Руби настороженно переводила взгляд с одного собеседника на другого: совсем иначе она представляла себе встречу обожаемого сына и драгоценной подруги! Они не понравились друг другу — хуже того, Элизабет буквально излучала неприязнь. Ее холодность казалась мстительной. «Элизабет, не надо так со мной! Не отвергай моего нефритового котенка!» Руби резко встала и потянулась за шляпкой.
— Ох, засиделись мы! Вставай, Ли, пожалей последний сандвич. Сегодня Элизабет пригласила на ужин епископа Кествика, так что мы с тобой привезем сюда епископа с супругой в половине восьмого.
— Буду с нетерпением ждать, — машинально отозвалась Элизабет.
— Как тебе жена Александра? — спросила Руби у сына, спускаясь в Кинросс в вагоне.
Ли помолчал, потом повернулся и посмотрел на мать в упор:
— Александр никогда не говорил со мной о жене, мама, но теперь я понимаю, почему вы с ним до сих пор близки.
У нее перехватило дыхание.
— Так ты знаешь?..
— От Александра. Он объяснил, что рано или поздно я сам обо всем догадался бы. И потому все рассказал мне сам. Мы долго беседовали о тебе, и за это я ему благодарен. Он говорил о тебе с такой любовью, повторял, что ты луч света в его жизни. Но про Элизабет он ни словом не упомянул, не объяснил, почему до сих пор с тобой, — сказал только, что без тебя не может жить.

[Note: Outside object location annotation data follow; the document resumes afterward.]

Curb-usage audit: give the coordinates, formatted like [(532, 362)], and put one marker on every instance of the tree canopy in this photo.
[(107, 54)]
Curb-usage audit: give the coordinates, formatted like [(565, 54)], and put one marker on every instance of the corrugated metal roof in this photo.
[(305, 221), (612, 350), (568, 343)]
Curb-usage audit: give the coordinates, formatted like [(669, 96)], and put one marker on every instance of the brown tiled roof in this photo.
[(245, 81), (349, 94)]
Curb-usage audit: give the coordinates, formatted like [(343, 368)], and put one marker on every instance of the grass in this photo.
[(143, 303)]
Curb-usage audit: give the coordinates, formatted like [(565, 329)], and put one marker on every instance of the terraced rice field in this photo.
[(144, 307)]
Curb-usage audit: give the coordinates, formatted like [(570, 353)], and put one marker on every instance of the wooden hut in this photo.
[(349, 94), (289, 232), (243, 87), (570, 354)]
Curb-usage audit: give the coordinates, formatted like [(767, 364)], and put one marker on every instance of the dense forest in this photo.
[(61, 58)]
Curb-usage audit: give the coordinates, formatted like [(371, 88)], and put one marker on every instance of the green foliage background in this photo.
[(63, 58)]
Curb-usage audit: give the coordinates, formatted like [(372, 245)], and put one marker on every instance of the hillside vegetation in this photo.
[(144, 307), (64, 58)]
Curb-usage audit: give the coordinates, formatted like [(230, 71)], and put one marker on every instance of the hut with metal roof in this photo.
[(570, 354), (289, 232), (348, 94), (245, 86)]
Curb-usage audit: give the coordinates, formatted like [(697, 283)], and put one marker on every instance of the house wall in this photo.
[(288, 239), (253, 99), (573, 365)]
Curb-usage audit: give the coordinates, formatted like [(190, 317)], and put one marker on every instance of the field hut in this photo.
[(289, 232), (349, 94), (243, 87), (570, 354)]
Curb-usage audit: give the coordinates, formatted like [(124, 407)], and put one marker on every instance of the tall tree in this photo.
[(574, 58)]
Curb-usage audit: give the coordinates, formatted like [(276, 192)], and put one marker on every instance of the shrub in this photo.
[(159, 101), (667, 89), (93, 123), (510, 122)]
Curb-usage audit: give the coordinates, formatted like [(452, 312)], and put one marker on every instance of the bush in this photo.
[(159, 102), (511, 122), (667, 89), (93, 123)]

— И я без него. Осуждаешь?
— Конечно, нет, мама. — Он улыбнулся, глядя на город, и придвинулся ближе к матери. — Это ваше дело, не мое, и потом, кому от этого плохо? Признаться, я безмерно рад, что моя мать и мой приемный отец любят друг друга.
— Спасибо, котенок, — хрипло выговорила Руби, пожав руку сыну. — Ты во многом похож на своего приемного отца, вы оба практичны и мыслите широко, а потому способны примириться с тем, чего уже не изменишь.
— Как вы с Александром.
— Да, как мы с ним.
Они вышли из вагона, прошли мимо гигантских ангаров из ржавых железных листов — собственности компании «Апокалипсис» — и очутились на улице Кинросса.
— Ты уже побывал в мастерских, на газовом заводе, в цехе обработки руды и так далее? — спросила Руби, пока они пересекали сквер на городской площади.
— Нет, мама, я гулял по бушу. В Европе полным-полно заводов, а буша нет. Его мне хотелось увидеть первым: понаблюдать за зверьками, вдохнуть аромат эвкалиптов, послушать пение птиц в радужном оперении. Знаешь, почти все европейские птицы серенькие, незаметные, хотя соловей прекрасно поет.
— А с Элизабет в лесу не встретился?
— Нет. А должен был?
— Трудно сказать. Но сегодня день верховой прогулки, а она обычно ездит в буш.
— День верховой прогулки?
— Несколько раз в неделю она оставляет Анну на попечение Яшмы. Ты ведь знаешь про Анну?
— Да.
Они вошли в вестибюль отеля.
— Вечером познакомишься с Нелл — Элизабет разрешает ей выходить к гостям. — Руби усмехнулась. — Видимо, чтобы показать им: если одна ее дочь умственно отсталая, то вторая на редкость умна.